Dying, death and being dead. I’m perfectly at ease with all three – in fact, I rather look forward to them, whenever and however they come. We’re certain these things will happen, and if we’re lucky we have plenty of time to prepare for them.
Dying is about coming to terms with the end of life. It’s a process, not an event – an opportunity to reflect on one’s achievements and impact, mistakes and oversights. It’s a time to leave nothing unsaid.
Death is about letting go – that moment of sweet surrender when you allow the inevitable to take over and relax into unconsciousness, like that delicious point between exhaustion and a much-needed sleep. Buddhist thought holds that suffering comes from struggle, and death comes when you allow both to end.
Being dead is simply about physically being no more. Everything you were persists and all that you’ve done remains, but your body has moved on for recycling. It’s exactly as things were before you were born, but the world and the people you love and who love you have had the benefit of your being. Whether life lasts minutes, days, years or decades makes no difference to the universe: you have been.

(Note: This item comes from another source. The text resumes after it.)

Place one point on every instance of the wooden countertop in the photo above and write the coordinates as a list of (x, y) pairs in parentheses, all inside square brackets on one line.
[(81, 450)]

This is how I view my mortality. Life and death come as an inseparable package deal, and each of these elements play an essential part. I accept them, value them and embrace them for the essential experiences they are.
Some talk about or believe in a life after death. And of course they’re right: the stuff we’re made of has been around since the beginning of time, and will be until its end. I just think of the joyous chance and good luck that for a brief, wonderful blink of time, some of those molecules were assembled into me.